Just picked up this bottle at a yard sale! Not a collector per se but collect things OLD! This appears to be a soda bottle, 81/8" tall and 21/4" in diameter. Circle seam on smooth bottom connected to vertical seams stopping below lip. Color is very light aqua green, almost clear. Crown top and smooth base with embossed "P". Rim of base appears to be embossed with P OCT 539. The condition is near mint with one small open bubble and several "mold scars" no breaks,cracks, nicks or scratches. The inside of the neck is slightly whittled with a strange small copper ball inclusion which appears to be orignal to manufacturing. The clarity of the glass is milky with many bubbles. It is embossed with VICKSBURG BOTTLING WORKS VICKSBURG, MISS. inside a circle or oval. The bottle has a unique waxy texture to it! I will post photos tonight.

 Anyone have any info or ideas as to what this is?


----------



## capsoda (Mar 21, 2006)

Hey David, And welcome to the forum. Thats a pretty good write up man. You sell on Ebay or have you been studing up on bottles.LoL. Studing up on bottles leads to bottle addiction and eventually bottle fever.[]

 I've seen the bottle you are talking about but it's been a while and I can't give you an accurate value or the history. There are some forum members out your way who will be able to help you when they come on line.

 Oh yeah, the waxy feeling may be oil. When bottles are cloudy if you rub oil on them it makes them appear clearer. It's alright for your own collection but should be told to prospective buyers. Nothing wrong with wanting your bottles to look better.


----------



## tomcat4u (Mar 21, 2006)

Warren
 I only BUY on EBAY. All my hobbies cost money! Really, I read constantly and I am a classically trained anthropologist, what the heck am I doing in Public Works? 
 I collect anything old and unusual, and I love knowlege for knowlege sake. My wife says I'm a depository for useless information..or was that a usless depository for information.
 Anyhow (that's Mississippian...I'm really from Texas Y'all) I love the thrill of finding the "story" of unusual items, this bottle is just one. People walk into my office and just scratch their heads...it looks like the basement of a junk store!
 Boy I do ramble! 
 Glad to be here, hope I can contribute.

 DTH


----------



## capsoda (Mar 21, 2006)

Hey David,  98% of my brain is used to collect useless facts that will never make me rich and the other 2% is broken.[&:] My wife says your depository for usless information statement drescibes me to a T except she says depository without a filter.LoL Or maybe she said a supository.[8D]

 Check out this site for bottle Info that will blow your mind.

 http://www.blm.gov/historic_bottles/index.htm


----------



## Mihai (Mar 21, 2006)

For everything I collected I wanted to know as much as possible.

 There is a japanese approach to knowledge (well focused on a certain subject) and there is an enciclopedic way to learn.
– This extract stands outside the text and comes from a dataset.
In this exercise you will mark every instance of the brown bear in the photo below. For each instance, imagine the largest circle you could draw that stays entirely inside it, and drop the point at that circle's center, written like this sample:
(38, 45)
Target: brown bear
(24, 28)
None of them is the only right one but I prefer the last.


----------



## capsoda (Mar 21, 2006)

Hey Mihai, I like the Columbus method of learning. Forge ahead and hope I don't fall off the edge of the earth.LoL


----------



## flasherr (Mar 21, 2006)

there is a forum member barqs19. i believe he is from that area he can probably give you some information on it
 Brian


----------



## capsoda (Mar 22, 2006)

Yea Brians right. Robert {barqs19] is from near there and can probably help you.


----------



## BARQS19 (Mar 22, 2006)

Hi I haven't been on in a few days and I just saw this.  What you are describing sounds like a hutchinson bottle. Most Vicksburg bottles are very common, they dig them up by the bucket full. I say most because you have the Biedenharn, which is very common too but just very popular.  I was told when they turned the old plant into a museum they were selling these bottles and if you bought a case you got some deal. Anyway I sold one of these bottles a while back I think for around $20 I don't remember. Right now there is a Vicksburg Hutch on ebay but it's the American Bottling works hutch. Are you sure it doesn't say Vicksburg Steam Bottling works?  There are about 10 known hutches from Vicksburg. Where from MS are you? They have a bottle show in Vicksburg every year.
 Robert
 BARQS19


----------



## tomcat4u (Mar 23, 2006)

Warrren and Robert
 Hopefully here are the pics I promised. As you can see this is not a Hutchinson type bottle. Check out the inclusion! It's a copper ball or shot about the size of a #8 shotgun shot. The whittling has no sharp edges so I think this happened during manufacture. 
 God, I love this stuff!!!
 Robert, I am as far North as one can get and sill be in Miss. and not Memphis!

 David


----------



## tomcat4u (Mar 23, 2006)

another


----------



## tomcat4u (Mar 23, 2006)

another


----------



## tomcat4u (Mar 23, 2006)

another


----------



## tomcat4u (Mar 23, 2006)

and the last.


----------



## capsoda (Mar 23, 2006)

Hey David, That is a nice blown soda bottle. gotta love the crudeness. The circle around the lettering is from a slug plate mold. It was cheaper to have a slug made than a special mold that could only produce one brand.


----------



## tazmainiendigger (Mar 23, 2006)

Hmmmm that cloudiness looks like a tumbled bottle and the "copper shot" a copper tumbling bead..... occasionally I have them lodge in a open bubble.... [] Hate when that happens! Just a thought..... Taz


----------



## tomcat4u (Mar 23, 2006)

Tanks Taz!
 That explains alot. I was wondering why there was no patina on the shot. Would tumbling also explain the waxy texture?

 David


----------



## tazmainiendigger (Mar 23, 2006)

Yes sir! looks like a couple more days with a finish polish to complete it! []


----------



## David E (Mar 24, 2006)

The "P" standing alone as it is may be trademark for
 Pierce Glass NY  1905 to 1917

 Dave


----------